The Magic

Spring, 2024

If I had looked at the forecast, I would have known there was a storm coming, but I could never have predicted its magic. At the end of the weekend, the sky crashing, flashing alight blue, pink, orange over and over. The closest thing to fireworks the four-year-old had ever seen. ‘Nature’s fireworks,’ I almost said, but decided to leave the noise-making to the world outside the darkened room for once, an inversion of the usual chaos of dinner and bedtime. We stood close, still, looking out to the west in astonishment at the intensity, the electricity of plain air.

The days leading up to the storm had been windy, sure, but not unbearable. Good laundry days, I called them. The onesies and tulle dresses billowed out then defied their own pegs. Tiny socks spread themselves about the garden, but at least it all dried. And a good laundry day is a good kite flying day.

We stuffed the nine-dollar Kmart kite into a pannier, rainbow tail flapping eagerly, and rode down to the reserve to set it free, let it tug us gently, let it let us tug it gently back.

The kids got bored long before I did —  ran to the playground with their dad — so I took the reins, allowing the kite to swoop and loop, watching it try to arc gracefully through the ground and falling short. Each crash my cue to wind the string up, haul it back in, but before I could pack it down completely the wind would grab it again and off it went, off I went letting out its lead with a click click click of the wrist. Our dance of pull and release. Every time: a crash, a gather, a gust, a yield.
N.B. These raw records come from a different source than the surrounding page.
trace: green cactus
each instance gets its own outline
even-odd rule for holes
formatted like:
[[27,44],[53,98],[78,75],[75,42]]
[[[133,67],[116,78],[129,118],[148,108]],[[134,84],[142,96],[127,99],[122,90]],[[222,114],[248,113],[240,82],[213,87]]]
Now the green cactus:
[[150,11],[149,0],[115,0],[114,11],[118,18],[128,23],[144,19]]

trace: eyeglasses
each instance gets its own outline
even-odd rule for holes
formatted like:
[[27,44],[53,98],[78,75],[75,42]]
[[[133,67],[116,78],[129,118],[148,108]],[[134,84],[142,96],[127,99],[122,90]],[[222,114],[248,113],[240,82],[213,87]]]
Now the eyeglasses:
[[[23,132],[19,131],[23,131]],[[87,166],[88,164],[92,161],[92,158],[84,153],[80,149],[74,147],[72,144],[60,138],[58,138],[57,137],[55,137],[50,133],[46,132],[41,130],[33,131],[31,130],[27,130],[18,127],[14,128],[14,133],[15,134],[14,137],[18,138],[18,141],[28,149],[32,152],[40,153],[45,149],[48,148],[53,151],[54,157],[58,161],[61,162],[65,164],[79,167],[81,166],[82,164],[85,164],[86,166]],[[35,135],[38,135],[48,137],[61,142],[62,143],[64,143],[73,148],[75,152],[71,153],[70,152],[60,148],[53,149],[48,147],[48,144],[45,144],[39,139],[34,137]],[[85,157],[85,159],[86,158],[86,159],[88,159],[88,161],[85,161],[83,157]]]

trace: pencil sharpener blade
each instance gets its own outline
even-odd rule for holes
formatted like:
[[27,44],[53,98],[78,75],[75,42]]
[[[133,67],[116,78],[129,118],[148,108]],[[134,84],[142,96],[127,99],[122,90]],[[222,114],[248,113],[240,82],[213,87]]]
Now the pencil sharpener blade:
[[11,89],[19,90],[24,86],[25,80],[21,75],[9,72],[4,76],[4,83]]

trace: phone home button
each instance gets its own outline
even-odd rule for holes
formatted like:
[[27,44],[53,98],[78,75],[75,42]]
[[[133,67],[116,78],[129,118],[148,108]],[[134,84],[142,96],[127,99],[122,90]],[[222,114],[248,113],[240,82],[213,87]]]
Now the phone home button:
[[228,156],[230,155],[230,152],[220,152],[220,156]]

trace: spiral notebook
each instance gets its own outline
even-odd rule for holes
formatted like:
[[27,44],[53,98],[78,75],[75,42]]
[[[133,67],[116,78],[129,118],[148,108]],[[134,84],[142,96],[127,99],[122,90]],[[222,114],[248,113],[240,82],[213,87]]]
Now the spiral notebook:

At one point the wind blew hair across my face and when I cleared my view I thought the kite was a heart. Not the squashy bulging forms my daughter has learnt to draw on birthday cards, but a proper anatomically correct blood pumping organ. My own old blood pumper flying as free as one can when they’re tethered to the ground by the comforting weight of family, the constant calling of Mummy Mummy Mummy.

Or was it my own child pulling the cord to come, come but asking me to stay? Let out more string, it seemed to say, long enough to let me dance in the high air you’ll never reach but don’t let me go. Either way the kite remained at the mercy of my flicking wrist and the wind itself, until it was us — my kite-heart-child and I — co-conspirators putting the wind to task, daring it, forcing it to keep us aloft. The thunderstorm not yet visible on the horizon. The magic still to come.

In place

I’m digging beneath trellised nasturtium in the garden of someone new. Planting star jasmine in the sun as a rain cloud approaches, but it’s the other kind I long to breathe in. The kind of jasmine that gushes over fences, escapes rambling front gardens, permeates shared paths. I pick sprigs of it always, carry it until it wilts. It takes me places.

So much has happened and I wanted to tell you. I’m astounded at my capacity to forgive. I’ve opened my heart to the gently damaged people of this world over and over, let them project their hurt onto me. I get it, but I won’t do that anymore. They seek help or not, move back home as I work through, work through, work through. Soil under my fingernails and the smell of almost-rain.

But I wanted to say something about the visits home. The places where family live lives I couldn’t have predicted and I’ve decided to tell the truth now. Stop listening to that voice in my head that nags at me to speak aloud the words and just speak aloud the damn words. I’ve lived long hours in transit, just to reconnect.

It seems everything I’ve ever written has been a metaphor for clouds: looking down on them from planes, watching them roll in darkly from the east, trusting they’ll rain themselves empty or just move on. It’s always been about clouds. The way they look reflected on the water’s surface, distracting me from the reedy depths.

Seasons change and I let anniversaries pass through me like a southerly at first, but even the wind feels warmer when you look back. The red flag of that first betrayal wilts like picked jasmine, fades in the briefly sunlit garden of someone new.

Tuesday’s Poem

Those waterproof pants
haven’t seen much use
bought on another whirlwind trip
ferrying towards family surprises
old friends and the waves
rolled through us.

I roll myself through Royal Park
cross the tram tracks
follow the train
cycle past pale trees
reflecting back morning light, faint
eucalyptus smell of Here Now.

Warmth spreads
to gloved extremities
my angled reflection
in the Red Rooster window
turns to habit and blossom
blows gently over the schoolyard fence.